Revenue forecasting: The sales operations leader’s playbook for data-driven success
Ask a group of SalesOps leaders for their ideal superpower and it's a guarantee someone says, “The ability to see into the future.”
And it's no surprise: revenue forecasting is a core component of the job.
It’s on you to reasonably estimate how much your sales organization will bring in over future periods, but you don’t have a crystal ball. With a lack of organized, connected data and external conditions outside of your control, revenue forecasting can often be challenging—but, with so many downstream functions relying on your figures, it’s important to continually refine your methodology nonetheless.
Whether your organization needs to pursue further investment, hire new employees, or expand into new areas—these decisions are all highly dependent on accurate revenue projections.
Below we'll share how to approach forecasting revenue for sales organizations generally, with guidance on how to improve revenue projection accuracy and enlist help from key stakeholders.
The essential role of the sales operations team in revenue forecasting
Revenue forecasting is the analytical exercise of estimating future revenue based on historical sales data, current trends, and market conditions.
It’s a fine balance between art and science, and ultimately helps sales leaders predict how much revenue a given team or company is likely to generate within a certain period, enabling strategic decision-making.

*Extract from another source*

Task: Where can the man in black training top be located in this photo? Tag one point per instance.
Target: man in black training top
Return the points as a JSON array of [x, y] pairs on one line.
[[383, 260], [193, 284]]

Sales forecasts have a critical domino effect on other aspects of managing an efficient sales organization. They impact:
- Sales strategies: Bleak revenue forecasts might highlight the need to expand into new territories, incentivize retention to maintain market share or combat churn, or prompt the implementation of new incentives (like proactive sales spiffs) to motivate pushing through despite a period of tough market conditions.
- Resource allocation: An uptick in expected or untapped revenue opportunities may require more sales resources to meet demand, or redistributing reps across different territories that are expected to drive substantial revenue over the coming months.
- Quota setting: An accurate prediction of revenue enables fair and equitable targets (vs. overly ambitious/demotivating goals). Ultimately, sales is looking to you to know which targets sales reps need to meet at minimum to qualify for variable commission or bonuses.
- Sales compensation plans: How much do you have to spend on commission that incentivizes reps after taking revenue projections and expenses into account?
And it’s not just sales that model strategy based on revenue forecasts; projections have a major impact on the wider organization too, notably:
Strategic business decisions
Revenue projections can change the broader direction of a business, like whether you’ll build out new product lines, expand into new markets, or hire new talent to meet demand or mitigate risks.
Financial planning and cash flow
If you’re anticipating a dip in revenue over the coming year due to competitors releasing new products, for example, you may look at how you'll secure investment, or otherwise invest in innovation and development.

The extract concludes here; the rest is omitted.